Although H1N1 2009 swine flu shows the pandemic signature of a relatively greater mortality in young adults [6, 50], aggregate influenza mortality in 2009 [6, 10] seems lower than that from seasonal influenza, which typically affects the elderly[19]. Such observations support the growing consensus that the H1N1 2009 virus has also been spreading in partially immune populations [10, 11, 47, 5153]. However, pre-existing cross-reactive antibodies to H1N1 2009 seem confined to older persons, presumably directed against epitopes not present in the recent H1N1 seasonal virus [8, 51]. CD8+ T-cells directed against conserved influenza epitopes, which would resolve infections early, could help to explain the constrained spread of H1N1 2009 even in persons without neutralising antibody [54]. If cross-immunity is limiting the rate of spread of the H1N1 2009 virus in the same way as for the 1918-19 virus [3, 5, 11], and if that cross-protective immunity is also short-lived, there is a risk of repeat pandemic waves in 2010. Furthermore, it is possible that without vaccination, populations escaping early infection with the pandemic virus will experience more rapid spread or greater disease severity when eventually infected.
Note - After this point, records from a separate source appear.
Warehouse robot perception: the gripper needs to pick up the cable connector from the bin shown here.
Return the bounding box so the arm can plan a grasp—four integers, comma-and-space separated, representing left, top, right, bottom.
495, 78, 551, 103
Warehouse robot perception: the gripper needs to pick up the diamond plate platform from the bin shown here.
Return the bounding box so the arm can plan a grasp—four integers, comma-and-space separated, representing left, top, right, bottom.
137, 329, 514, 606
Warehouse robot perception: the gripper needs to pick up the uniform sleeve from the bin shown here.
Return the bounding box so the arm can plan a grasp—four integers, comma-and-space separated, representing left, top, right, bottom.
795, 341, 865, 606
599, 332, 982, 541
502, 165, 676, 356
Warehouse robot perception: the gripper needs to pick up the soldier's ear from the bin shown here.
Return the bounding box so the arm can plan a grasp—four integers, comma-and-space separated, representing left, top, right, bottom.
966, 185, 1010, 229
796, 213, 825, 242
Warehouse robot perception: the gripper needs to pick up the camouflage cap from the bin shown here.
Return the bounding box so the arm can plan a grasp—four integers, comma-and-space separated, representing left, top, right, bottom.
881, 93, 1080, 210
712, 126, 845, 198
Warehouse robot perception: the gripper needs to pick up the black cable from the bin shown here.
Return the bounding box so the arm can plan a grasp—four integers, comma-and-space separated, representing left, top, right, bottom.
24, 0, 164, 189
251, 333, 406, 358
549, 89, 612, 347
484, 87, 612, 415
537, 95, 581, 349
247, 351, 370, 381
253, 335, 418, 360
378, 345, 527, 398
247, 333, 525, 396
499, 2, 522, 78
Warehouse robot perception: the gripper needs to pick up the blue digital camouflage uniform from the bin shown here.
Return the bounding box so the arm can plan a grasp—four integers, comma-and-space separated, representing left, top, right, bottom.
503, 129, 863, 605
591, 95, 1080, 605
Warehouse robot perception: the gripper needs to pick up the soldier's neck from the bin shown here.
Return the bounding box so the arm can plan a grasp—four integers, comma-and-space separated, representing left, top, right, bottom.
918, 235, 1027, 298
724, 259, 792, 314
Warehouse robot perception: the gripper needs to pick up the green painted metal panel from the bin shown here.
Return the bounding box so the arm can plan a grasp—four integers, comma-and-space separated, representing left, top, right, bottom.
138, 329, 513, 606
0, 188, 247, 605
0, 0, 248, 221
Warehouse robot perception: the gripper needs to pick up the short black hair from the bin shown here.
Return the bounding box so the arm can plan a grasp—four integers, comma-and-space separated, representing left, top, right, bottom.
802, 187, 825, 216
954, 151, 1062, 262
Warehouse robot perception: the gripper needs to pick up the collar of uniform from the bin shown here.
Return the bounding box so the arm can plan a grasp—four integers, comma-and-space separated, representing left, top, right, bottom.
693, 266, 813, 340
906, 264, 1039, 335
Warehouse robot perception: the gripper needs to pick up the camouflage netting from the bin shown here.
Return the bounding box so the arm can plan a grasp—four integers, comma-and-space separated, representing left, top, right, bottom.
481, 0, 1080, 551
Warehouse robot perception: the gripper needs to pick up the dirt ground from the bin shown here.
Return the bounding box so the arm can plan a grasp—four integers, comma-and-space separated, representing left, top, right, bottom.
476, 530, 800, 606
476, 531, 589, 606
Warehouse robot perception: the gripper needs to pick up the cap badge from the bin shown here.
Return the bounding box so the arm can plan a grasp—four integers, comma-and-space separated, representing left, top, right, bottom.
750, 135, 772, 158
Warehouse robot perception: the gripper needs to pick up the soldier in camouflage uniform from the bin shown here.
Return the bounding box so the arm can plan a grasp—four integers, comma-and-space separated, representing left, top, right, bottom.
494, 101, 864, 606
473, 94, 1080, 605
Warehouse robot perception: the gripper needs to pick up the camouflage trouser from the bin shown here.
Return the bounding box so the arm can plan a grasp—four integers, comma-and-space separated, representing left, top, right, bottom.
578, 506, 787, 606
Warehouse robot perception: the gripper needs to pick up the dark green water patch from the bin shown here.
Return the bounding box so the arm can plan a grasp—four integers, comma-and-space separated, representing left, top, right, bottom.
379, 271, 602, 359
Fortunately, trial results suggest that a single dose of pandemic vaccine can induce ostensibly protective levels of antibody, possibly by building on cross-reactive immune memory from prior exposures to seasonal H1N1 virus or vaccine [52, 53].

Conclusions

Our findings suggest that in urban populations, the spread of pandemic influenza in 1918-9 was limited by prior immunity rather than by low values of R0. Higher attack rates for pandemic influenza in isolated populations also reflect high values of R0, but with lesser levels of prior immunity, presumably because of less recent exposure to seasonal influenza. We suggest that the spread of the 2009 H1N1v pandemic may also be limited by immunity from prior exposure to seasonal influenza. Such immunity may be short-lived, and not well correlated with levels of HI antibody. It is unclear whether any recurrent pandemic waves in 2010 will have higher mortality rates, as seen in the second and third waves in 1918-19.